The use of the word triage (a French word) in medical contexts comes from the military in the 19th and early 20th centuries. During wartime, injured solders brought into a hospital were quickly categorized into three groups: the ones who obviously could be saved, the ones who had 50-50 odds, and those who probably couldn’t be saved. The first group got immediate treatment, said Raffin. The third category was left to die.
Triage for patients admitted to hospitals is typically necessary only when medical resources are limited.
What the Italian doctors describe is a lowering of standards, said Maurizio Cereda, professor of critical care at the hospital of the University of Pennsylvania. If the hospital is short on resources, it is entirely possible that someone brought in with a heart attack or appendicitis may not receive treatment or may not be treated as well as they otherwise would. The same thing can happen with COVID-19 patients. Cereda said it is happening now in Italy, where heart attack patients sometimes die for lack of attention.
“They are not able to be rescued because of a lack of equipment.
“It’s horrible. It’s horrible,” Cereda said. “They [the Italian doctors] will carry those scars forever.”
One way to ease the ethical problem for physicians is to use committees to make the decisions, taking the burden off individual doctors. In Italy, a set of rules newly formulated by the Italian College of Anesthesia, Analgesia, Resuscitation, and Intensive Care (SIAARTI) gives external support for the decision. Physicians can then follow the guidelines.
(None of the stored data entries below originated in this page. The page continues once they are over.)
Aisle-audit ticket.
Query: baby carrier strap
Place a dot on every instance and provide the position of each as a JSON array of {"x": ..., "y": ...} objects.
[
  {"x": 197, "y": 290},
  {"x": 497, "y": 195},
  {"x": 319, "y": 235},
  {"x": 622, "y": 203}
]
The allocation criteria need to guarantee that those patients with the highest chance of therapeutic success will retain access to intensive care, the guidelines say. They then set an age limit, though it’s not a hard and fast rule — the physical condition of the patient would factor into it — and came up with the age of 70. Patients over 70 could be unlikely to pass selection when the demand for ICU beds is too high. Hospitals would center their treatment on those patients who would live longest. This may sound cruel, but the alternative, the document argues, is no better.
In American hospitals that become stressed, similar rules or guidelines will likely apply. If there is a 25-year-old cancer patient and a 60-year-old in good health, the hospital might choose the 60-year-old, said Arthur Caplan, professor of bioethics at the Grossman School of Medicine at New York University.
“So it’s not just age, but age usually correlates with the likelihood of benefit.” said Caplan.
Researchers at Harvard and Boston Children’s Hospital, in an article in the New England Journal of Medicine, wrote that “the angst that clinicians experience when asked to withdraw ventilators for reasons not related to the welfare of their patients, should not be underestimated — it may lead to debilitating and disabling distress for some clinicians.” They suggest a committee make the decision.
Who is going to tell the family? The Italian guidelines suggest that be done by volunteers or members of a triage committee and not the attending physician.
These kinds of rationing approaches have rarely been seen in the U.S. since 1918 when a flu pandemic killed about 50 million people around the world.
Yet as COVID-19 cases continue to soar, American hospitals are staring in the face of impending shortages of equipment and personnel. American doctors will likely face the same agonizing choices that have been necessary in other countries facing the pandemic.
“We’ve been doing a lot of educational webinars with residents, medical students, staff, ICU directors,” said Caplan. “I’m not sure it’s going on everywhere around the country. I know many hospitals are scrambling to put together policies and committees. I think we’re a little ahead of the game at NYU, partly because we’re a hospital of last resort.
“I don’t think any hospital is fully prepared. I think planning was just inadequate.”
Spain is now catching up to Italy with cases. “And so,” Cereda said, “are we.”